Bromodomain and WD-repeat domain-containing protein 3 (BRWD3) exhibits high expression in lung adenocarcinoma (LUAD) tissues and cells; however, its function in arsenic-induced toxicological responses remains unclear. This study aimed to investigate BRWD3 expression in response to arsenic-induced conditions and its impact on the proliferation and apoptosis of LUAD cell line SPC-A1 upon BRWD3 knockdown.
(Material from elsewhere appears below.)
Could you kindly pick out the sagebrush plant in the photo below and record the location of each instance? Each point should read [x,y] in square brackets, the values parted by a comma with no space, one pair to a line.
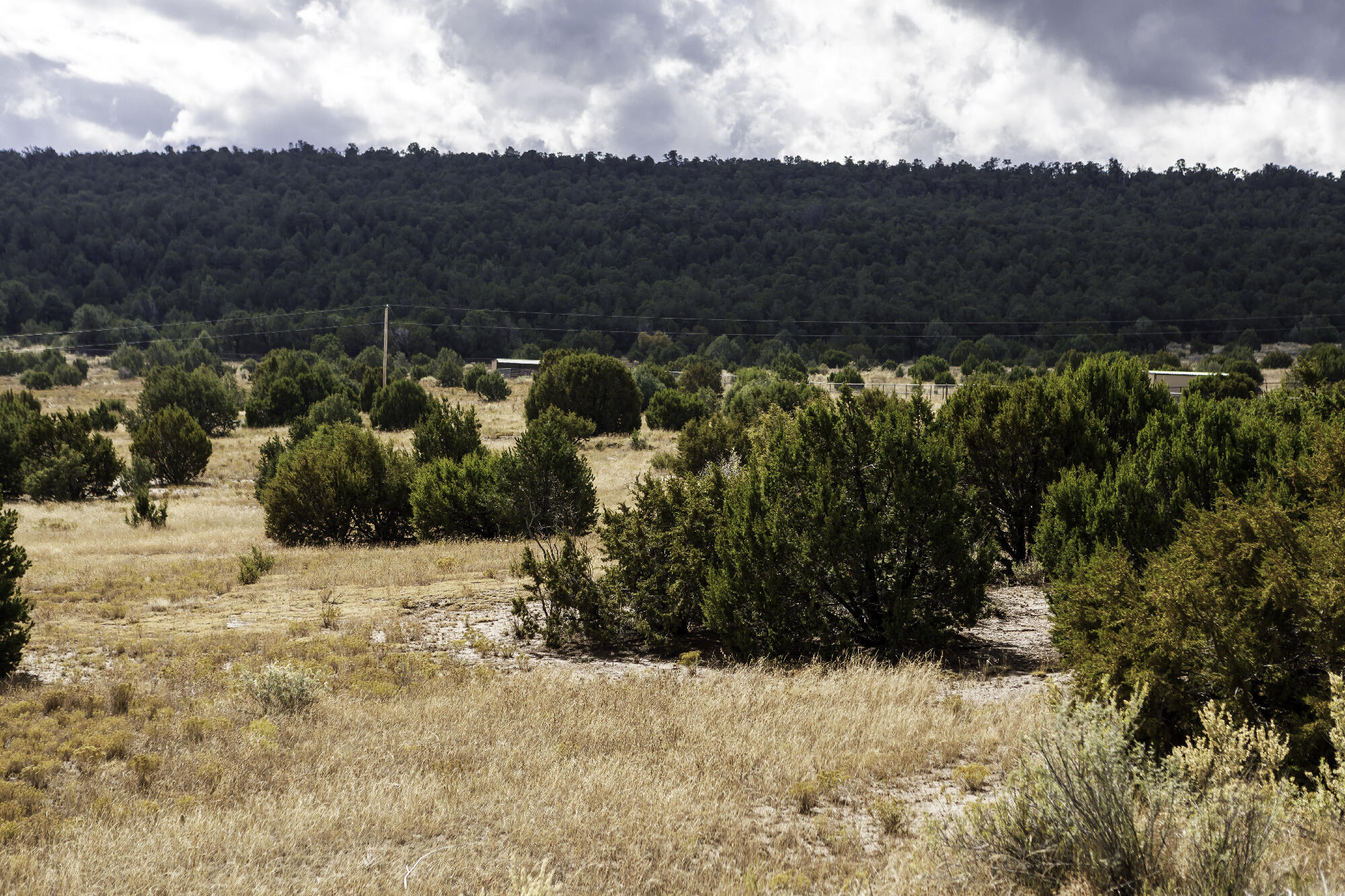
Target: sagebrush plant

The results revealed a decrease in BRWD3 expression in SPC-A1 cells treated with sodium arsenite (NaAsO2), but not sodium arsenite's metabolites. BRWD3 knockdown suppressed cell proliferation and induced apoptosis in SPC-A1 cells. Western blot analysis revealed that BRWD3 knockdown resulted in the upregulation of p53, phospho-p53-Ser392, and its downstream factors including MDM2, Bak, and Bax. Additionally, we observed the downregulation of p65, phospho-p65-Ser276, phospho-p65-Ser536, and its downstream factors, including IκBα, BIRC3, XIAP and CIAP1. Moreover, polymerase chain reaction analysis showed that BRWD3 knockdown also resulted in the downregulation of proliferation-related genes and upregulation of apoptosis-related genes. In conclusion, BRWD3 mediated proliferation and apoptosis via the p53 and p65 pathways in response to arsenic exposure, suggesting potential implications for LUAD treatment through BRWD3 downregulation by arsenic.